Why We Think What We Think and Can We Think Smarter?

When you’re asked to give your opinion, what do you think?

No, I mean what do you think? And how and why do you think it?

If you can answer these questions you will gain access to your cognition, which is the range of mental processes relating to the acquisition, storage, manipulation, and retrieval of information. With a deeper understanding of your cognition you can strengthen it to make yourself smarter.

What we think: something to do with our unconscious mind

What we think is easy enough to describe. If I tell you to think of a candy bar, you use your cognitive abilities to retrieve the information related to the term “candy bar.” You may remember how earlier in your life someone taught you what a candy bar was, you eventually tried a candy bar, and the pleasureful experience ingrained this memory in your mind for later retrieval.
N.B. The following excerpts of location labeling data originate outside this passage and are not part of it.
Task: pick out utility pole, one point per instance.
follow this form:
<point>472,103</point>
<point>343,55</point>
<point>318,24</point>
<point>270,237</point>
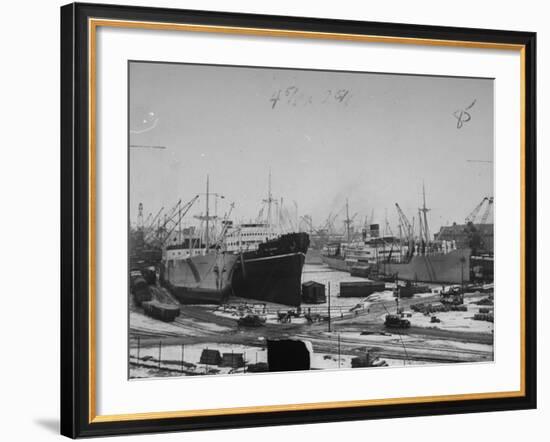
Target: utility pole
<point>329,306</point>
<point>207,211</point>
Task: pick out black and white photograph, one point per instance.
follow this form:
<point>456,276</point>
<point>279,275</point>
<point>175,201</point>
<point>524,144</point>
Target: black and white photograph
<point>291,219</point>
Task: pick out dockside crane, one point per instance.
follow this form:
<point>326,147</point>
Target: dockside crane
<point>406,228</point>
<point>474,213</point>
<point>180,212</point>
<point>151,226</point>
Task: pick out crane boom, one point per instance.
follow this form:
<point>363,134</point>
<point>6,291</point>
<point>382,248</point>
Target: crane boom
<point>473,214</point>
<point>487,210</point>
<point>184,211</point>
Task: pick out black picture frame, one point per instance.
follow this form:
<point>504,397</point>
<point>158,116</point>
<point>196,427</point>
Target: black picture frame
<point>75,221</point>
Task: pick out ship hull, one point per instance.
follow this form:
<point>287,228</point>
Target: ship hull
<point>202,279</point>
<point>271,279</point>
<point>273,273</point>
<point>449,268</point>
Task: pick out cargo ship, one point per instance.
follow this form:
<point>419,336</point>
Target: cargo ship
<point>269,262</point>
<point>195,275</point>
<point>273,271</point>
<point>195,269</point>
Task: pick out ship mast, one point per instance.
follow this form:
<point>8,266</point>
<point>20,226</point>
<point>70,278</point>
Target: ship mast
<point>269,201</point>
<point>424,211</point>
<point>348,221</point>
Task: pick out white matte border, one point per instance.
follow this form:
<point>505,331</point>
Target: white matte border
<point>116,395</point>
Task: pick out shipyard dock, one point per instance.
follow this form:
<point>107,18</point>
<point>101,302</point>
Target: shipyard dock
<point>339,335</point>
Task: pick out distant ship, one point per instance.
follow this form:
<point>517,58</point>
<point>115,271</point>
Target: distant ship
<point>459,253</point>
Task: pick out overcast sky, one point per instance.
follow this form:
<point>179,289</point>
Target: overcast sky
<point>326,136</point>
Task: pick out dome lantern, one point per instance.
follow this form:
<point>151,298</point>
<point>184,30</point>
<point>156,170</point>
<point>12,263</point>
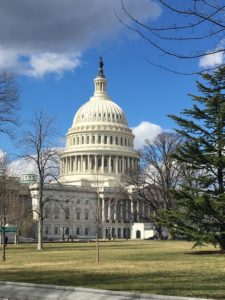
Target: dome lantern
<point>100,81</point>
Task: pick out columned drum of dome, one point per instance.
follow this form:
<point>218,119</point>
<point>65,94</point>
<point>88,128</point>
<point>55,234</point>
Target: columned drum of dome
<point>99,145</point>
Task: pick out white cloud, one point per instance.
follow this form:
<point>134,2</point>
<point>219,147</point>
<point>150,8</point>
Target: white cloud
<point>42,64</point>
<point>50,37</point>
<point>145,130</point>
<point>22,166</point>
<point>213,60</point>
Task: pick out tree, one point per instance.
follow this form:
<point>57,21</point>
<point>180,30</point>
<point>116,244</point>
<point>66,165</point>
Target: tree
<point>9,102</point>
<point>196,22</point>
<point>201,203</point>
<point>7,201</point>
<point>158,175</point>
<point>38,147</point>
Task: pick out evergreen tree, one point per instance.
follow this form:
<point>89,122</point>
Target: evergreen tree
<point>200,213</point>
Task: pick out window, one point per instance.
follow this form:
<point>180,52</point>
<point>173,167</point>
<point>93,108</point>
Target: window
<point>46,230</point>
<point>47,213</point>
<point>67,213</point>
<point>56,213</point>
<point>56,230</point>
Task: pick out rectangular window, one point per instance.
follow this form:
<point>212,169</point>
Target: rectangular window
<point>56,230</point>
<point>46,230</point>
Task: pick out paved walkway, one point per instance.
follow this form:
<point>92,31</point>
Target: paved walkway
<point>27,291</point>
This is an example of acquisition and the storage of information.

Now, as you think about that candy bar, your memory may seem completely lucid, but you are manipulating the information in your mind based on many unconscious and conscious factors. You think about what it tastes like and looks like, but you are likely to forget about how much it costs, what is written on the package, and the promise you made to yourself about eating “healthy.” This is a perfect example of your cognitive ability to retrieve information and manipulate that information.

    In the split second after you read the word “candy bar,” you experienced every facet of cognition unconsciously, but as I took you through the process you were able to consciously experience cognition. By making our cognitive processes conscious and understanding what affects cognition we can create a life that makes us smarter.

    Let’s develop a deeper understanding of how and why we think.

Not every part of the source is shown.